When and where was Henry Wadsworth Longfellow born?

Henry Wadsworth Longfellow was born on the 27th of February 1807 in Portland, Maine. He grew up in a house that now stands as a historic site called the Wadsworth-Longfellow House.

What education did Henry Wadsworth Longfellow receive before college?

Henry Wadsworth Longfellow attended a dame school at age three and enrolled at the private Portland Academy by age six. He became fluent in Latin during those early years and read Robinson Crusoe and Don Quixote with his mother's encouragement.

Why did Henry Wadsworth Longfellow travel to Europe between 1826 and 1829?

Henry Wadsworth Longfellow traveled to Europe after graduating from Bowdoin College in 1825 to study French Spanish and Italian. His tour lasted three years and cost his father $2,604.24 while he learned five languages mostly without formal instruction.

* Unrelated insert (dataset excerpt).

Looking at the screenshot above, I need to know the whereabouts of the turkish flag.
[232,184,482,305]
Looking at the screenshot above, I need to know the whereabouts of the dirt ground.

How did the death of Mary Storer Potter affect Henry Wadsworth Longfellow?

Mary Storer Potter died on the 29th of November 1835 after suffering a miscarriage and several weeks of illness. Her death weighed heavily on Henry Wadsworth Longfellow who wrote about her loss in poems such as Footsteps of Angels and Mezzo Cammin.

When was Henry Wadsworth Longfellow honored in Poet's Corner of Westminster Abbey?

Henry Wadsworth Longfellow received a commemorative bust in Poet's Corner of Westminster Abbey in London in 1884. He remains the only American poet represented with a bust there.